Indiana Gov. Pence tries out for Trump vice president as speculation swirls

WESTFIELD, Ind. — Donald Trump held the latest audition in his quest to find a vice presidential running mate, appearing at a campaign rally here Tuesday night with Indiana Gov. Mike Pence, who is said to be on the presumptive Republican nominee’s shortlist for the job.

Pence, a former Republican congressman who has a reputation for being a mild-mannered but staunch conservative, introduced Trump with a fiery speech, praising him as a “fighter, a builder and a patriot” who will bring “no-nonsense” leadership to the White House.

“Donald Trump understands the frustrations and the hopes of the American people, like no other American leader in my lifetime since Ronald Reagan,” Pence declared, adding that Trump “hears the voice of the American people.”

“He has been successful on Wall Street, but he’s never turned his back on Main Street,” Pence continued, reading from notes. “He has never forgotten or forsaken the people who work with their hands, who grow the food, build our roads and bridges, tend to our sick, teach our kids and protect our lives and our property.”

Pence called on the few thousand people at the rally “to come together and elect this good man.”

It was the first time Trump had shared a stage with Pence, who briefly considered his own run for the GOP nomination before ultimately endorsing Texas Sen. Ted Cruz late in the primary.

Trump, who met privately with the Indiana governor before the event, hinted at the intrigue surrounding Pence’s future. “I don’t know if he’s going to be your governor or vice president,” Trump declared at one point. “Who the hell knows?”

Trump’s decision on his VP is said to be imminent, and the joint appearance with Pence comes just days before the kickoff of the Republican National Convention in Cleveland — where, barring any party drama, Trump is set to formally accept his party’s presidential nomination.

Pence was the fourth prospective VP who has campaigned with Trump in recent days. Last week, the New York real estate mogul appeared with Tennessee Sen. Bob Corker — who subsequently took himself out of the running for the job. That appearance was followed by a joint rally with former House Speaker Newt Gingrich in Cincinnati, while New Jersey Gov. Chris Christie introduced Trump at a policy speech Monday in Virginia Beach.
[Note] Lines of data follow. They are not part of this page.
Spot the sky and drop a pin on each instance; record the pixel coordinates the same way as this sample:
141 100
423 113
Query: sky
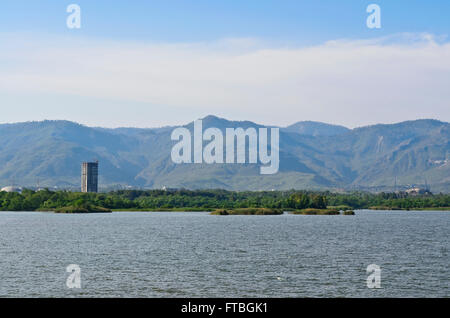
157 63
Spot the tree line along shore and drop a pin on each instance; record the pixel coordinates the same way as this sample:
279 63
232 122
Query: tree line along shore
229 202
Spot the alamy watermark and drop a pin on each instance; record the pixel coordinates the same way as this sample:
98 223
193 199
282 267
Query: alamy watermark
74 19
74 279
374 19
374 279
235 146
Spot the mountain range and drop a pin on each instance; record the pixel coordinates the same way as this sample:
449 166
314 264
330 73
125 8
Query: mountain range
313 155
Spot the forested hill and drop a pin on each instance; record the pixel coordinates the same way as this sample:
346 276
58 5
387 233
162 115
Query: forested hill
312 156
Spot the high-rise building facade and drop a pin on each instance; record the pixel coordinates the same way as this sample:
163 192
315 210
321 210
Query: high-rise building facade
89 177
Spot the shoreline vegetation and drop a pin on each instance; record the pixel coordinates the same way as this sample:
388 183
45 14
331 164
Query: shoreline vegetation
233 202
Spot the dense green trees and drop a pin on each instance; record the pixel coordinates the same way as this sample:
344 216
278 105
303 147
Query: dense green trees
215 199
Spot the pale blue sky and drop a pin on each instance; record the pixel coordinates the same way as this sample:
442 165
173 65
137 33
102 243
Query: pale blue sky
151 63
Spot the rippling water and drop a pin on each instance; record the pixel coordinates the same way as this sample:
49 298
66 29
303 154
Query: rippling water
198 255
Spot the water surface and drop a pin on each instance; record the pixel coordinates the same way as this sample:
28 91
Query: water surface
193 254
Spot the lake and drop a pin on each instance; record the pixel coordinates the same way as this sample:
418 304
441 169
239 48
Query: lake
194 254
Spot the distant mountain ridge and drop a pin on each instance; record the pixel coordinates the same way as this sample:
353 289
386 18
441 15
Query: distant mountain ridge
313 155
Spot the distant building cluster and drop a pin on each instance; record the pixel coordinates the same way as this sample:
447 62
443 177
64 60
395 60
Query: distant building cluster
417 191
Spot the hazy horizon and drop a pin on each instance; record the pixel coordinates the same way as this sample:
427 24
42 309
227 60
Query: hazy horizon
223 118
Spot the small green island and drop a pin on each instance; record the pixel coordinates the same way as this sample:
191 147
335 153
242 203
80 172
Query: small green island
248 211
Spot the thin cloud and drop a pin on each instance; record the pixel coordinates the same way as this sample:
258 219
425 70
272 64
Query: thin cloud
350 82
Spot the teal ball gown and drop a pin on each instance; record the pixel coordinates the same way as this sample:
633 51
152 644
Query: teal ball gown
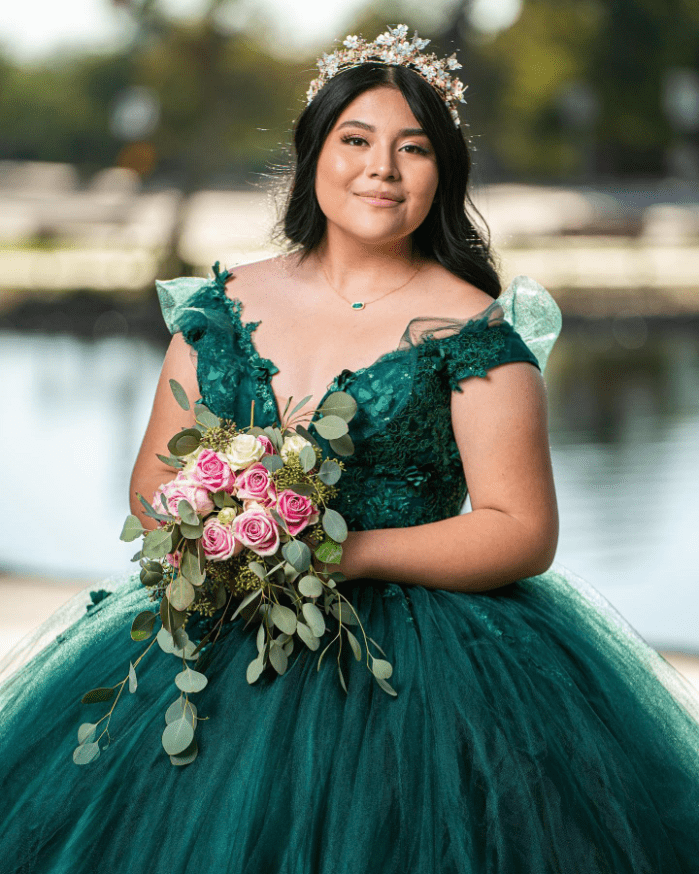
533 731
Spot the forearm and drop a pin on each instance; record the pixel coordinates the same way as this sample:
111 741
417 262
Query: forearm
474 552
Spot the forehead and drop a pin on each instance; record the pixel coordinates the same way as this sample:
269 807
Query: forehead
380 107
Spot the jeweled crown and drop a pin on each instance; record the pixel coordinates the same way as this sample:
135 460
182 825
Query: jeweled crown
393 48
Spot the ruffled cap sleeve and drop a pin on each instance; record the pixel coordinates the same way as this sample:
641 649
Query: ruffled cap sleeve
534 314
174 296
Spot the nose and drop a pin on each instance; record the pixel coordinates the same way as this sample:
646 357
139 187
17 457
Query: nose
382 163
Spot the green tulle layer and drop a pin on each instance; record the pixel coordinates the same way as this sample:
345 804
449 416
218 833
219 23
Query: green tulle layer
533 733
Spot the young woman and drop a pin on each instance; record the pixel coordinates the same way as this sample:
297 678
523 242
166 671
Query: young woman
533 731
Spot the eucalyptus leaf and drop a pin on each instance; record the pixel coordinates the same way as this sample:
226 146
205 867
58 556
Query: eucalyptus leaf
190 681
158 543
331 427
165 641
190 569
354 644
205 417
248 599
272 462
387 687
142 625
314 619
334 525
170 461
178 735
186 757
305 489
255 668
86 753
132 529
187 513
343 611
342 445
152 512
329 552
86 732
284 618
275 437
180 592
310 586
180 394
181 709
306 434
308 459
297 553
98 696
307 636
278 658
301 404
185 441
381 669
151 573
330 472
180 638
341 404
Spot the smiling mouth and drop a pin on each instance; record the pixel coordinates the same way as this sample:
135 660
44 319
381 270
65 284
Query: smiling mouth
380 197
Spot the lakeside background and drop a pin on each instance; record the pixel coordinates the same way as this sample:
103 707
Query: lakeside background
159 154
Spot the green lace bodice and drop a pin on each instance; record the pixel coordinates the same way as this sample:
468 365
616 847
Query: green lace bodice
406 468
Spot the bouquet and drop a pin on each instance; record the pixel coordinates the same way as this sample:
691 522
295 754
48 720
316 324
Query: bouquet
244 528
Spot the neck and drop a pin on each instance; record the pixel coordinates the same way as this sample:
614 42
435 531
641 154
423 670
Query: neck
351 265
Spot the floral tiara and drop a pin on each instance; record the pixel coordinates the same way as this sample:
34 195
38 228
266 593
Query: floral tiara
394 49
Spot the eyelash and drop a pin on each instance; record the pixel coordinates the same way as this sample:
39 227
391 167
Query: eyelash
418 149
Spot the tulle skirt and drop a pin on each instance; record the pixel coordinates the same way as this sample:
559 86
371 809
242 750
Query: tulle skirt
533 732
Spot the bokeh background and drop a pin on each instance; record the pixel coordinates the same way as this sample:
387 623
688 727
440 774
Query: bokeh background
141 139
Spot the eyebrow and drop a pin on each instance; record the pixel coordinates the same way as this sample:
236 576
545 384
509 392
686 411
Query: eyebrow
406 132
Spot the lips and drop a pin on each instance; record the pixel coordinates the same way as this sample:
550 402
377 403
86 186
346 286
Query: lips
380 195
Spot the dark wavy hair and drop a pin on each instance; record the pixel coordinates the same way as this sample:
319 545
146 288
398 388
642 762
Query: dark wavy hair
448 233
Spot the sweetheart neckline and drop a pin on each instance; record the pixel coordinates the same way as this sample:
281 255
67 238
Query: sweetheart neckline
235 307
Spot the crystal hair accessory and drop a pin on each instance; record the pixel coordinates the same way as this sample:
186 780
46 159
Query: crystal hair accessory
393 48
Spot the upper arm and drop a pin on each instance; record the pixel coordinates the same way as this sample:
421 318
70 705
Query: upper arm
167 416
501 427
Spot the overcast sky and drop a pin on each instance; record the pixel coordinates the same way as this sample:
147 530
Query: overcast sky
32 29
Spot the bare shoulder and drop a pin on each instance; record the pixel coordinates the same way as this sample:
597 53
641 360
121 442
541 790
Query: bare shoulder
454 297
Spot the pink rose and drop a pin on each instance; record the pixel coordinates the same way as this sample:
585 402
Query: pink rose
213 472
255 483
217 540
258 531
296 510
267 444
184 489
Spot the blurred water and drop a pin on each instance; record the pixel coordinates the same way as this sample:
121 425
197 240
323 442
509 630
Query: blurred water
624 432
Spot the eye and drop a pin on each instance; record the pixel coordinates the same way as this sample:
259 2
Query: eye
415 149
353 140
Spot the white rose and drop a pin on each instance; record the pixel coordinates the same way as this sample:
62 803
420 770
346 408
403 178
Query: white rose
244 450
293 445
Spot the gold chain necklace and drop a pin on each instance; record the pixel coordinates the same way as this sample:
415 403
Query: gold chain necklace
359 304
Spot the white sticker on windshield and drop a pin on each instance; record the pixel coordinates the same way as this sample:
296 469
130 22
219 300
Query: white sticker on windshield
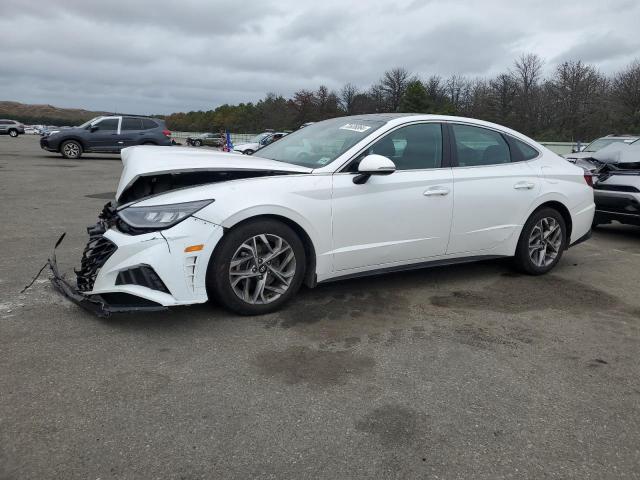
356 127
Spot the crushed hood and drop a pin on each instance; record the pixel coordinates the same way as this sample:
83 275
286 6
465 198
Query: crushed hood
143 161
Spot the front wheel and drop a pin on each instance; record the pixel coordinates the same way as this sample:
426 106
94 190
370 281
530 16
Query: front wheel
71 149
257 267
542 241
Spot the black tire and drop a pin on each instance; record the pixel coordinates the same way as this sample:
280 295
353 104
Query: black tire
71 149
218 274
522 259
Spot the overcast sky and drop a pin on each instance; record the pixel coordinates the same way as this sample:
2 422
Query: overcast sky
161 56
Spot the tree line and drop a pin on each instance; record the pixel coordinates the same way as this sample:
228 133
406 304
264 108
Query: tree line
574 102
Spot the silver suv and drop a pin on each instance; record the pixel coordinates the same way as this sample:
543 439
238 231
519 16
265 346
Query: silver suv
11 128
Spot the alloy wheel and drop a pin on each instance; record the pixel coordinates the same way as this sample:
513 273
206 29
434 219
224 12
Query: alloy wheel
545 241
262 268
71 150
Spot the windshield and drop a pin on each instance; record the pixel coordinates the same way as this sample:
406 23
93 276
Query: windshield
321 143
603 142
89 122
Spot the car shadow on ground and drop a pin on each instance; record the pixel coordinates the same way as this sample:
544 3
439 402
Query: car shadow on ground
387 290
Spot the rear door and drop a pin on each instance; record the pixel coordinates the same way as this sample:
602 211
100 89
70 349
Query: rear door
131 131
104 135
494 188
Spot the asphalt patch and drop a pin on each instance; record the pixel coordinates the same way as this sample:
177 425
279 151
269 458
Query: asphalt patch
319 368
395 425
527 293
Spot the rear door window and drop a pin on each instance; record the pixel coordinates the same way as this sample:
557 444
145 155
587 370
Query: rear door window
109 124
477 146
131 124
148 124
Trump is also said to be eyeing retired Lt. Gen. Michael Flynn, who has served as a foreign policy adviser to his campaign. But Flynn’s prospects were muddied when the retired general, a Democrat, told ABC News that he was a supporter of same-sex marriage and abortion rights — two issues that could alienate a Republican Party base already wary of Trump. Flynn later walked his abortion remarks back — telling Fox News that he is a “pro-life Democrat.”

For his part, Trump has sent mixed signals about how close he is to settling on a running mate and how many people might be on that list. After teasing the idea that he would announce his pick during the convention for maximum drama, Trump is now expected to announce his decision by this Friday.

At the same time, Trump had previously said he was considering four people. In recent days, he’s expanded the list to include five. And in an interview with the New York Times Tuesday, he said that in addition to those original five, he was considering “two, two that are unknown to anybody.”

Trump has tapped longtime GOP hand Arthur Culvahouse to handle the vetting of his potential running mates. But it’s unclear how many people Culvahouse — who helped John McCain and Mitt Romney screen their nominees — is actually vetting. The Trump campaign did not respond to multiple requests for comment.

Adding to the mystery are mixed signals from those on Trump’s shortlist. On Tuesday, Fox News announced it was temporarily parting ways with Gingrich, a longtime contributor to the network, as Trump considers whether to add him to the GOP ticket. Meanwhile, Christie’s office announced that the governor would be traveling out of state Wednesday — though aides declined to say where.

Meanwhile, former Gen. Stanley McChrystal, who had previously been floated by Trump and his team as a possible VP, told CNN he would “decline consideration for any role” in a Trump administration.

Pence, who is currently facing a tough battle for re-election, seems to be enthusiastically positioning himself for the job. After he left the stage, Pence’s Twitter account suddenly erupted with activity praising Trump as the party’s presumptive nominee.

“Let us resolve here and now that from this day forward, we will stand together. We will unite,” Pence tweeted. “We will not rest until we elect (Trump) as the next president of the United States of America.”